А ситуация в информационном плане была непростой. Начались сразу публикации в разных СМИ, в социальных сетях, с рассуждениями, а что там взорвалось, а почему от граждан опять скрывают подробности радиационной угрозы. Все это было не то что недостойно, а просто низко – ведь там случилась трагедия, погибли люди. Потом американцы выступали с заявлениями.
— Как вы полагаете, подогрел ли ситуацию сериал "Чернобыль", вышедший незадолго до этого? Фильм, мягко говоря, не встретил от участников событий 1986 года лестных отзывов в части того, что касалось причин аварии и ликвидации ее последствий. Но зато появилось много, как это называется, диванных экспертов, не имеющих отношения к атомной отрасли, но которые принялись рассуждать, а вот в Чернобыле виноваты те-то и те-то и вообще, надо было нажимать на кнопки вот так, а не иначе, ну и тому подобное. Ваше мнение?

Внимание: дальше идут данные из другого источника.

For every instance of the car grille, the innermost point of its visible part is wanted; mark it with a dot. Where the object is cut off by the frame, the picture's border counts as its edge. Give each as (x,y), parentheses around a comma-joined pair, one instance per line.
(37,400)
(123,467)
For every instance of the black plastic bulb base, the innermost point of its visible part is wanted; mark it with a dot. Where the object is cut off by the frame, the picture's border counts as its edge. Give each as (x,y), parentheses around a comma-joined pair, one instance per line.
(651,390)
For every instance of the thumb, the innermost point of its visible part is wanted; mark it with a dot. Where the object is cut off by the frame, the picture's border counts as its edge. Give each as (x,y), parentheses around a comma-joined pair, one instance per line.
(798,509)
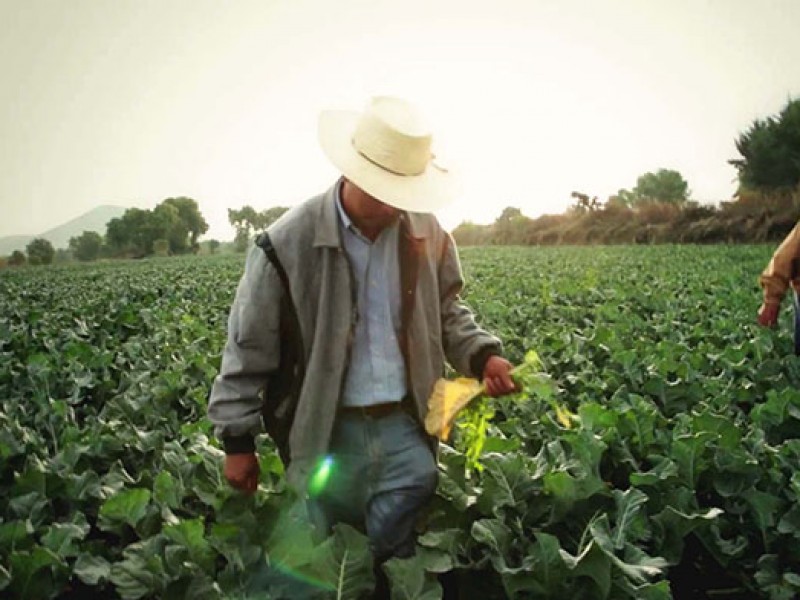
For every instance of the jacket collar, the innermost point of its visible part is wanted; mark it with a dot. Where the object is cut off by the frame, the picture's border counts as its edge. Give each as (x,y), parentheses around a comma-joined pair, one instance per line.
(326,228)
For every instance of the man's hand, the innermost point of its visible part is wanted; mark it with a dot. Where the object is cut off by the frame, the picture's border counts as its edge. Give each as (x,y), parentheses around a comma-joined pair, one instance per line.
(497,376)
(768,314)
(241,471)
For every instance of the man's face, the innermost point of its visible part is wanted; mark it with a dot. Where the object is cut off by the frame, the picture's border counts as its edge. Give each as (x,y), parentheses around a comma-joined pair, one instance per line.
(368,213)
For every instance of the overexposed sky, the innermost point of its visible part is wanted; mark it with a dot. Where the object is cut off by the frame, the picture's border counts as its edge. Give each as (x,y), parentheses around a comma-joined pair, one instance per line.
(129,102)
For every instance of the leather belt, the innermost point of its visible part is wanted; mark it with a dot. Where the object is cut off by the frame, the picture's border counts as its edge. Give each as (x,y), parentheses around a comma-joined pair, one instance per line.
(375,411)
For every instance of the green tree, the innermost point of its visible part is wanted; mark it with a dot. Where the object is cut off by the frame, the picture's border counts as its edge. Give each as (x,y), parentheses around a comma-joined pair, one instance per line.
(247,220)
(665,185)
(17,258)
(243,222)
(511,227)
(770,152)
(86,246)
(192,223)
(40,252)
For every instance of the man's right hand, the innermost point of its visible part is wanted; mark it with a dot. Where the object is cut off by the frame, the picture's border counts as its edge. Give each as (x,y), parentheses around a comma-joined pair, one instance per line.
(768,314)
(241,471)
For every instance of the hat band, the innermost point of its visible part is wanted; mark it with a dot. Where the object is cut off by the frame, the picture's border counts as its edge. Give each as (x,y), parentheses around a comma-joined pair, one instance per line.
(367,157)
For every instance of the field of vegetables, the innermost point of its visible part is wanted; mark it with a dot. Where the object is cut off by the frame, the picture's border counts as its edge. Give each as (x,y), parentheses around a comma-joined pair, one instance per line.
(670,470)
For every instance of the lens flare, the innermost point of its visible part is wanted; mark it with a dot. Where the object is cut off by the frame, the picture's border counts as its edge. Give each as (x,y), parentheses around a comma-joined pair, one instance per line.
(320,478)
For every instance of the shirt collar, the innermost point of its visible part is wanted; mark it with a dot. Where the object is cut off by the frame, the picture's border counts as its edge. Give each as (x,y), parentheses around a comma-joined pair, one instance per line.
(344,219)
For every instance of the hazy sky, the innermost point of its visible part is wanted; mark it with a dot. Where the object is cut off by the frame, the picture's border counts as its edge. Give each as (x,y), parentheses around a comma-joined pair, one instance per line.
(129,102)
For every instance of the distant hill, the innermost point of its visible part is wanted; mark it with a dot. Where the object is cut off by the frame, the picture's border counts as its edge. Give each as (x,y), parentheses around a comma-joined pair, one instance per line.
(94,220)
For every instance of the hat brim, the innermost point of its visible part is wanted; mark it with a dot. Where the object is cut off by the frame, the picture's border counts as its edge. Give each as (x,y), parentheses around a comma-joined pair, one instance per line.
(427,192)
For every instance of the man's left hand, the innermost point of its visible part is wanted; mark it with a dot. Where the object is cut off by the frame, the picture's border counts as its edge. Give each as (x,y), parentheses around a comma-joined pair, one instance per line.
(497,376)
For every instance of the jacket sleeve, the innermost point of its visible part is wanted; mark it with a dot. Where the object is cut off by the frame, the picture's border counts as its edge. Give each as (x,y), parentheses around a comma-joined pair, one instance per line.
(251,353)
(467,347)
(775,279)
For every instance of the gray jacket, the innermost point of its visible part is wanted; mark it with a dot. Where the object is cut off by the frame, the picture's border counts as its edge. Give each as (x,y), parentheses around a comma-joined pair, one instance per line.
(436,326)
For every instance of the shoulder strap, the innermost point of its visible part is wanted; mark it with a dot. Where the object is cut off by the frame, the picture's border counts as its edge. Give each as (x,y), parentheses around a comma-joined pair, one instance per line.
(280,400)
(264,242)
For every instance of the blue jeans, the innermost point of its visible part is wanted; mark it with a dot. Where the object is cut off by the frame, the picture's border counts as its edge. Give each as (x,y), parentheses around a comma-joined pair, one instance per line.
(382,473)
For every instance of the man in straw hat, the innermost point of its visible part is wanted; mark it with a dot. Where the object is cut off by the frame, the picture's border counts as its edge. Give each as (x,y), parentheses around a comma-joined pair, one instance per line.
(348,309)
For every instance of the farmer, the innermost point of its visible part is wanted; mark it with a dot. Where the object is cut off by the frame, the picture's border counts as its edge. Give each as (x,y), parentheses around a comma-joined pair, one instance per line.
(782,271)
(351,303)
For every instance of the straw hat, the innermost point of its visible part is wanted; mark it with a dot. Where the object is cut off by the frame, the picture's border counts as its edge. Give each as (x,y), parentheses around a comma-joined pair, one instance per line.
(386,151)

— Главное, что мне не понравилось как ликвидатору 1986 года, искаженная атмосфера, в которой разворачиваются события в этом безусловно оказывающем воздействие сериале. В действительности ликвидаторы спасали отечество и весь мир и делали это по убеждению, а не по приказам киношных придурков-начальников или за стакан водки. (Между прочим, в зоне ликвидации последствий аварии был сухой закон.) Многие мои коллеги рвались в Чернобыль, как в свое время на фронт. И эти патриотические настроения были облиты грязью. Обидно.
Конечно, такой эмоциональный фон тоже сыграл свою роль. Но вот что я хочу подчеркнуть в связи со всем валом слухов и домыслов. Я считаю, что взрослым людям нельзя забывать, что в мире идет противостояние, в котором огромная роль отведена информационным воздействиям. И любой ситуацией, в которой у нас возникают какие-то нелады, наши недруги немедленно воспользуются и будут стараться направить ее против нас. Именно поэтому возникала тема с рутением, именно поэтому шло запугивание населения после трагедии под Северодвинском.
Все эти появляющиеся темы, касающиеся рутения, трагедии на полигоне, звенья одной цепи. И нужно четко отдавать себе отчет, что те, кто, не будучи профессионалом в области ядерной и радиационной безопасности, начинает даже не тиражировать, а просто обсуждать все эти вещи, невольно оказываются по ту сторону баррикад. Кто-то подобную информацию распространяет на западные деньги и таких, увы, немало, и не только в Москве. Но, к сожалению, есть существенно большая часть наших граждан, которые невольно делают то, что как раз и нужно заказчикам — своим, простите, бездумным трепом, не принимая во внимание доводы специалистов, подрывают доверие к голосу специалистов. Кроме того, это играет и против атомной отрасли – одной из самых главных, опорных отраслей страны. А все вместе это бьет по государству.